Raymond James is slightly more bullish with its 2014 uranium spot prices, with a forecast of $45. For 2015 however, Raymond James is expecting spot prices to slip in around $56.
Uranium market barometer?
For investors looking to stay ahead of the uranium market, one company to keep an eye on is Uranium Participation (TSX:U), the reason being that it tends to accurately reflect market sentiment. UPC is the only physically backed uranium fund and can provide investors with exposure to the uranium price without the exposure to exploration, development or mining risks as seen with other equities.
Chang explained that since its inception, UPC has had a historically flat average, and since Fukushima that average was somewhere around negative 9 percent. However, over the last few weeks it has been trading at a 9 to ten percent premium above net asset value (NAV) range, which is pretty high.

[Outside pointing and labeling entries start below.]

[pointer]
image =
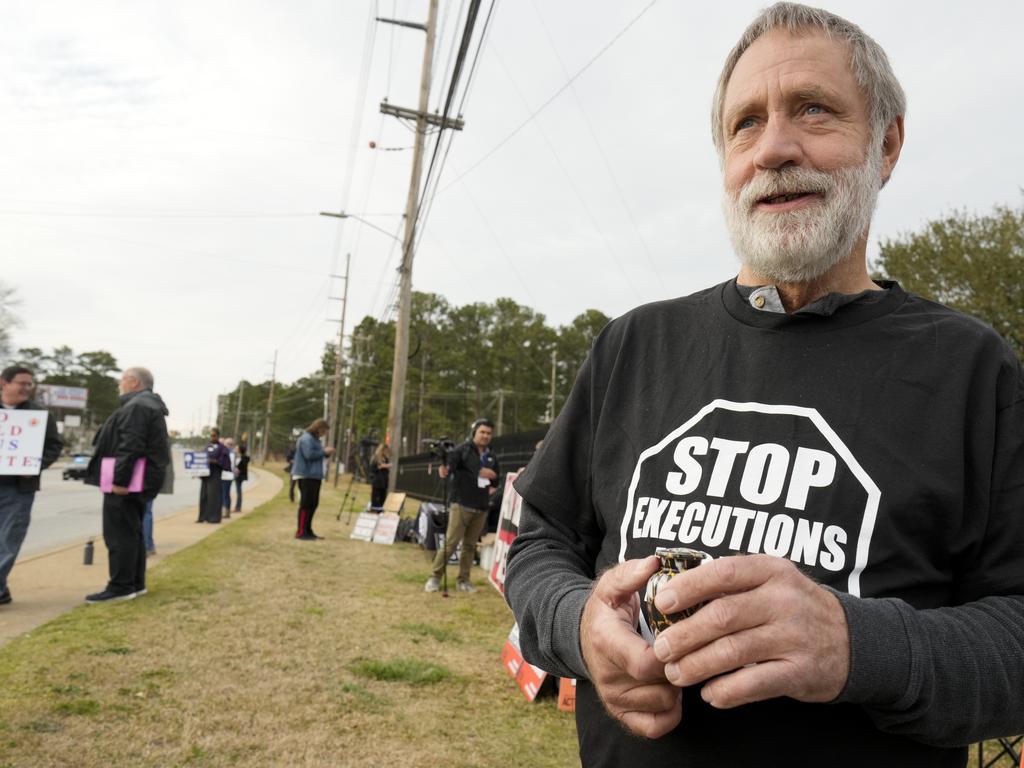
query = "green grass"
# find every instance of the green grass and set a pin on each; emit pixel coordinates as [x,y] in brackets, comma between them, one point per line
[252,649]
[410,671]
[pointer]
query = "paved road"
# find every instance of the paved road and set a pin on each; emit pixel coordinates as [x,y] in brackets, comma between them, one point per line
[69,511]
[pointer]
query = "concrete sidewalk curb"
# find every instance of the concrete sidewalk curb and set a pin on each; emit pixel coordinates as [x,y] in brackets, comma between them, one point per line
[47,584]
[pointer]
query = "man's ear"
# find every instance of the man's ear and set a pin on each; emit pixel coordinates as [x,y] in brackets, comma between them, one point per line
[892,143]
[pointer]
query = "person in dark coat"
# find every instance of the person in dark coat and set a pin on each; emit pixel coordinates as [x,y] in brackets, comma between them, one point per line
[137,430]
[18,492]
[289,463]
[218,459]
[380,470]
[241,475]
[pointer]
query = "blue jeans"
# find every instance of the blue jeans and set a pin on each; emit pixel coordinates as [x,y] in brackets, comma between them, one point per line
[147,527]
[15,511]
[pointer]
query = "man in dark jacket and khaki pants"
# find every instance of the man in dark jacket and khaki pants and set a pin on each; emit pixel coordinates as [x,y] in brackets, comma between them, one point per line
[136,430]
[17,492]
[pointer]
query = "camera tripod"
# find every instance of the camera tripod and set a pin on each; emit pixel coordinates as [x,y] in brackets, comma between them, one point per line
[443,487]
[348,491]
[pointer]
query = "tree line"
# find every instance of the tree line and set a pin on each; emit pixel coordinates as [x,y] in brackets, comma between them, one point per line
[505,361]
[499,359]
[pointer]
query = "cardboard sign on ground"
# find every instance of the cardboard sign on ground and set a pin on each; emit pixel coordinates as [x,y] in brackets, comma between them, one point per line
[394,503]
[508,529]
[387,526]
[365,525]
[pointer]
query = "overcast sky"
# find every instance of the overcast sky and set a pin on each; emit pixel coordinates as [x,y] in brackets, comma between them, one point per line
[163,164]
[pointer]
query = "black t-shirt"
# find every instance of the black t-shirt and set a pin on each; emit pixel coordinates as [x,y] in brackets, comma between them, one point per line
[881,448]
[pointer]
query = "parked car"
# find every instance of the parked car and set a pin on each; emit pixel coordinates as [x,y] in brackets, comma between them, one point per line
[76,468]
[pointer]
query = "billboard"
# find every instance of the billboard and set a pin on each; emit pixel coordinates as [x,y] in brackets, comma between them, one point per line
[53,395]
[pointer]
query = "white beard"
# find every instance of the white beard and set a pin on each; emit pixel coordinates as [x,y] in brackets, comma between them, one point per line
[803,245]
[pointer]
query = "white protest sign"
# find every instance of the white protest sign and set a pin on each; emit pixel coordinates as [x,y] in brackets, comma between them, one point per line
[22,436]
[197,464]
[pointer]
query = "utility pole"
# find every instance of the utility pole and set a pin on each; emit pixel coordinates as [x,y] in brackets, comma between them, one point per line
[269,409]
[423,119]
[238,412]
[554,371]
[334,419]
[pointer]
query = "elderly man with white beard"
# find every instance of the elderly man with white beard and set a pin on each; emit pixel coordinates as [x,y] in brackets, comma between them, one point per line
[847,458]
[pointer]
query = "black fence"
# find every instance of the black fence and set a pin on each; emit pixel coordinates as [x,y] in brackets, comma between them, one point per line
[418,474]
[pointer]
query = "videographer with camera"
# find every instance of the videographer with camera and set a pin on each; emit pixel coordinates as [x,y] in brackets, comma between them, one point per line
[474,477]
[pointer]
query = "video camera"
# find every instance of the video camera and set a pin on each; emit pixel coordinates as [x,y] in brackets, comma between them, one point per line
[439,448]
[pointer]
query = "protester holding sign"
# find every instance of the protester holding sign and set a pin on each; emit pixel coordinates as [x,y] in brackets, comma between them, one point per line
[18,491]
[308,470]
[210,495]
[135,437]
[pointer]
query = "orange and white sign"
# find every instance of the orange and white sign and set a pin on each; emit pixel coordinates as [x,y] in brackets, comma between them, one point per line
[508,529]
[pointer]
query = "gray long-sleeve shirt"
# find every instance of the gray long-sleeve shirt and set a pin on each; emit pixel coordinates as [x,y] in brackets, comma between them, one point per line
[845,440]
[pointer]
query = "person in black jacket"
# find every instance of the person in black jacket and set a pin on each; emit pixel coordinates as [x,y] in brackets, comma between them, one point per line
[241,474]
[474,478]
[380,471]
[137,430]
[17,492]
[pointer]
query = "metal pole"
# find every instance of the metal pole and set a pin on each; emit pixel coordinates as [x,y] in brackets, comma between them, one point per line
[269,409]
[238,412]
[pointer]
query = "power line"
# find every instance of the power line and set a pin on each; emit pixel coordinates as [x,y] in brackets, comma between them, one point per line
[428,195]
[595,224]
[600,150]
[553,96]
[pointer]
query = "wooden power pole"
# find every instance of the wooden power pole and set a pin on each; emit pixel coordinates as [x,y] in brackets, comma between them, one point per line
[269,409]
[423,119]
[238,412]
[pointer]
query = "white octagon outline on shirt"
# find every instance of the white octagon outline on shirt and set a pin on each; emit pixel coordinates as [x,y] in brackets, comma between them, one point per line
[873,494]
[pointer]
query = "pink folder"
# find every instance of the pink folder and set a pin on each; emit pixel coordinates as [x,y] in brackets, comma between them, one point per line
[107,475]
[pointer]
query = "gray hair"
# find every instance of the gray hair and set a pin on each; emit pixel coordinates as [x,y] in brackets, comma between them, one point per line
[868,64]
[142,374]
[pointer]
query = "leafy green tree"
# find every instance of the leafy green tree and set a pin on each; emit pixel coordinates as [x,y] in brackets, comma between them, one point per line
[488,359]
[972,263]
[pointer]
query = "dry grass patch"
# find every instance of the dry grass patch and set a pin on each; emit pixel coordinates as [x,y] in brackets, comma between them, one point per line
[256,649]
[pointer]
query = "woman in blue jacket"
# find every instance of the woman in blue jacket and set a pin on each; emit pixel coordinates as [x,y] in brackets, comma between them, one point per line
[308,470]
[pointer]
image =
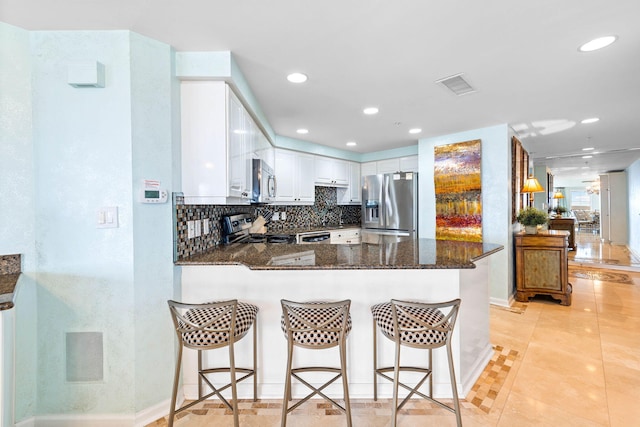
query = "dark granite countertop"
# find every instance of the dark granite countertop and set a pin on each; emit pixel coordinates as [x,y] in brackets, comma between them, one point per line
[413,254]
[274,230]
[10,267]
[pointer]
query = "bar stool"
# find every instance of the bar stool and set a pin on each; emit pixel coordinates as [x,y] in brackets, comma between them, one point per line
[417,325]
[316,325]
[208,326]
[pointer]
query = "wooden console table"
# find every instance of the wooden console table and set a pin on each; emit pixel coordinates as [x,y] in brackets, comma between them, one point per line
[568,224]
[542,265]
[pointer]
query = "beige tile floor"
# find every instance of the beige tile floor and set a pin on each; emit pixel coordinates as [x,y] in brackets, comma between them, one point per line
[553,365]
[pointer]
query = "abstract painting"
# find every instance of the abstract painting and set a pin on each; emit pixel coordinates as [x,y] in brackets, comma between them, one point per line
[458,187]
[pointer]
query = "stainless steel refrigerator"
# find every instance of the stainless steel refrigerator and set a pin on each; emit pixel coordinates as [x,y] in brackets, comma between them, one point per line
[390,207]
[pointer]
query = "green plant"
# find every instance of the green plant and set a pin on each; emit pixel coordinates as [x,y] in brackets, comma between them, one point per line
[561,209]
[532,216]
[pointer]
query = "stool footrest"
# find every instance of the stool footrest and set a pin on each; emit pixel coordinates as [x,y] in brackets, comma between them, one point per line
[318,391]
[412,390]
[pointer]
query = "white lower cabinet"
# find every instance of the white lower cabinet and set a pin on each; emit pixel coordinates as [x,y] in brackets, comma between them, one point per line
[295,177]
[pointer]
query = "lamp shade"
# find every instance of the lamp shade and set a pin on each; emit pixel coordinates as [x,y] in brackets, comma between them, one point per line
[531,185]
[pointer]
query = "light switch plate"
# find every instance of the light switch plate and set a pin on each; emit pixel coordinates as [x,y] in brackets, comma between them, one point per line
[198,228]
[108,217]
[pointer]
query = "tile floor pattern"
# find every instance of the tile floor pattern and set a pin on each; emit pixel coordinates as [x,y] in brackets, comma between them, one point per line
[553,366]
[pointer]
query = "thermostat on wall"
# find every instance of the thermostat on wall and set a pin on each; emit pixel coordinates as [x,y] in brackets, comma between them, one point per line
[152,193]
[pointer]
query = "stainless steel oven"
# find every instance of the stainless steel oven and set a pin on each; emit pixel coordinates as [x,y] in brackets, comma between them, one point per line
[314,237]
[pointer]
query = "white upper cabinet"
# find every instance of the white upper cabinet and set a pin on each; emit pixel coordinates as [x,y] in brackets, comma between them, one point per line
[399,164]
[295,177]
[369,168]
[219,138]
[240,143]
[352,195]
[331,172]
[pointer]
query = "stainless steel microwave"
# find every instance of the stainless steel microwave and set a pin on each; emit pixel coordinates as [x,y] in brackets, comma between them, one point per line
[263,182]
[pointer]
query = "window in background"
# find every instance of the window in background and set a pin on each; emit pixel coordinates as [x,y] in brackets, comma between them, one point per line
[580,199]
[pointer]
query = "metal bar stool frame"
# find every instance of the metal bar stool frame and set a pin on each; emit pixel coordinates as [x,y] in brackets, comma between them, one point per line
[217,313]
[444,325]
[338,323]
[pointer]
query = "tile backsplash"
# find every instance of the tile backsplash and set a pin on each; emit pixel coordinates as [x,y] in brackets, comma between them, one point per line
[325,208]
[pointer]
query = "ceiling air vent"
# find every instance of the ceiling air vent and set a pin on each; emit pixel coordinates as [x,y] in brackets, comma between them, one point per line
[456,84]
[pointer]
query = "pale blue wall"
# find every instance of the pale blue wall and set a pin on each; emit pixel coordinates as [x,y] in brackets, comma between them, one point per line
[155,125]
[17,208]
[496,198]
[633,183]
[82,150]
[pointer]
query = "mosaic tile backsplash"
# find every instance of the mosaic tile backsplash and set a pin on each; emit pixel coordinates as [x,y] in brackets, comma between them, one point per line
[324,209]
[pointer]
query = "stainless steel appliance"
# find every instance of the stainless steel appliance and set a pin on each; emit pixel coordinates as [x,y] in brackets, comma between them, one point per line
[263,182]
[314,237]
[235,229]
[389,207]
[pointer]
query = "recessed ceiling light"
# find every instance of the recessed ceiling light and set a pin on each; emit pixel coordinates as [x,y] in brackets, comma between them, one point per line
[598,43]
[297,78]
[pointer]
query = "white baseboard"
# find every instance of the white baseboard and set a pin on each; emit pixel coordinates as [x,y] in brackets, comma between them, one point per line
[501,301]
[140,419]
[74,420]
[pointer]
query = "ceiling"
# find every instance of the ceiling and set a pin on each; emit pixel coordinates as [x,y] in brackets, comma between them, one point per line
[521,57]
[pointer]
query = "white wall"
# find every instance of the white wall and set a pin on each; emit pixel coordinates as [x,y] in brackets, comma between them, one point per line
[496,199]
[633,182]
[17,208]
[66,153]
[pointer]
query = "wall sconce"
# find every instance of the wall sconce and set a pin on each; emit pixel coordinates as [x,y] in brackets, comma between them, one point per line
[86,73]
[531,185]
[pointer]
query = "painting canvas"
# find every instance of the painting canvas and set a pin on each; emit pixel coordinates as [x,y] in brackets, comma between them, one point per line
[458,187]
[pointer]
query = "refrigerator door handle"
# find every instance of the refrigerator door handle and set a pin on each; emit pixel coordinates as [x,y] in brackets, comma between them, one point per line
[388,233]
[385,202]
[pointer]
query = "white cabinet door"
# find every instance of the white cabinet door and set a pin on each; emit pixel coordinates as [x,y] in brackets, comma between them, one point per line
[355,183]
[239,142]
[409,164]
[305,171]
[331,172]
[295,175]
[388,166]
[369,168]
[219,139]
[204,142]
[341,172]
[352,195]
[285,168]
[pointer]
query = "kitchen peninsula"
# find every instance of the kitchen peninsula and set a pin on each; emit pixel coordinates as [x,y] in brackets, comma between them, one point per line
[420,269]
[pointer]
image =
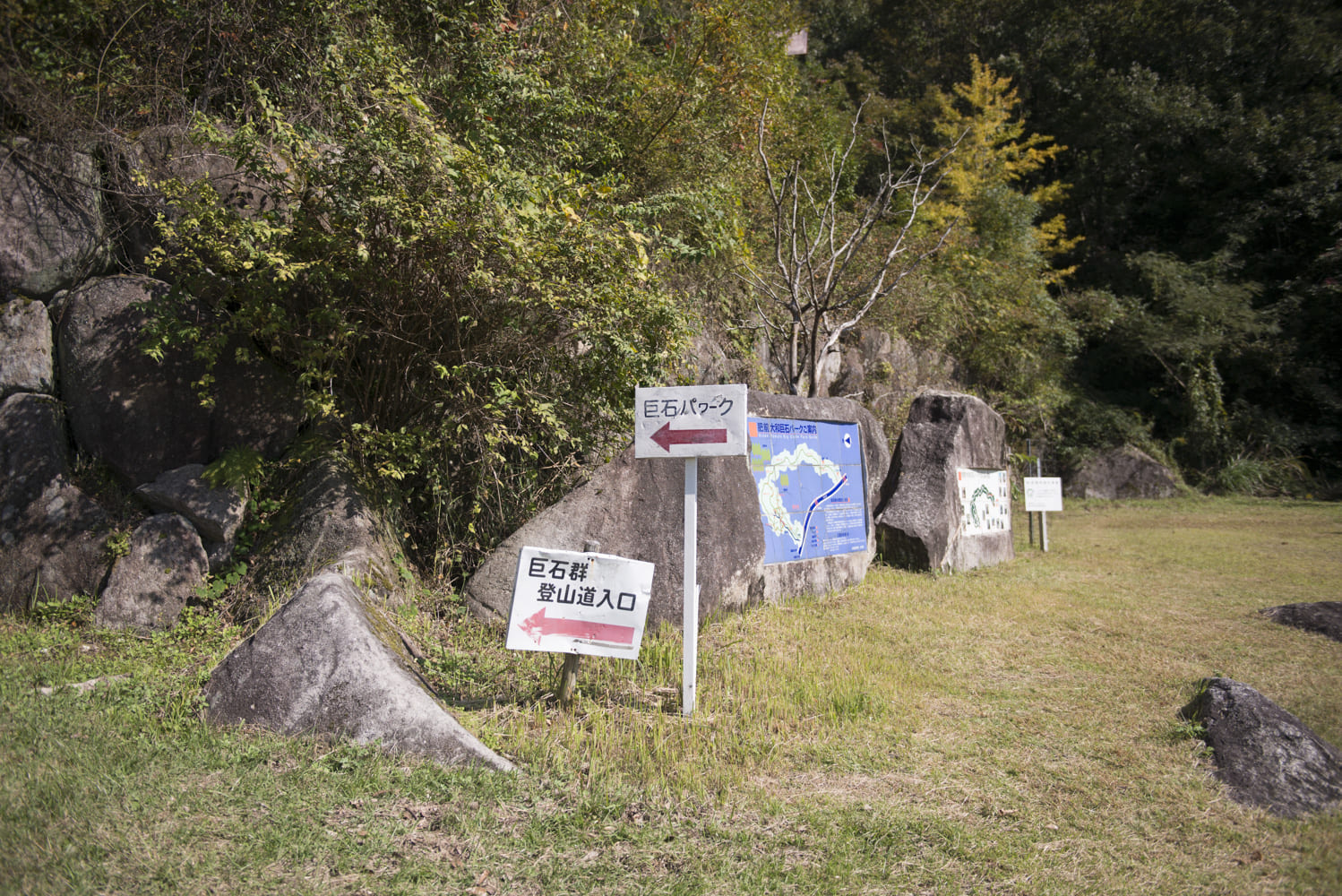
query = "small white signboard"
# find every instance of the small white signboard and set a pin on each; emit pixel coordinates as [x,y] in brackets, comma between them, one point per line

According to Chang, of late, the positive view on uranium has been translating to a higher price for UPC, which has been trading ahead of its NAV.
The importance of uranium exploration
As for uranium exploration, it is important, as investors, to be aware of the importance and value of exploration. With what appears to be shortage of primary uranium supply in the future, finding new deposits and bringing them into production will have inevitably have an impact on the global markets.
Helping us understand the importance of uranium exploration was Jim Paterson, CEO of Kivalliq Energy (TSXV:KIV) who explained that when it comes to utilities, diversification is key.
"There's plenty of uranium in the Athabasca Basin but utilities around the world aren't going to just buy from one region," Paterson explained, adding "There's a risk. It's imperative that if you're a big enough utility, that you have enough inventory and diversity in supply" so that come what may, they will always have what they need.
How does this relate to exploration? Well, it's simple.
"When there are bubbles in markets and mines are taken offline, the entire system is strained." Paterson said, who says that this applies to not only uranium mining, but other commodities as well as transportation networks.
"These are the types of things that these buyers are looking at, risks they are looking to avoid. It's critical for them that they just don't have one supplier. It's also critical for them that have a healthy supplier so there has to be a profit margin. Good buyers are look to work with suppliers with a mine company that will actually make a profit so that they can have sustainable production.
That being said, exploration is critical because it creates more supply options, and more supply options are critical to the long term success of the market.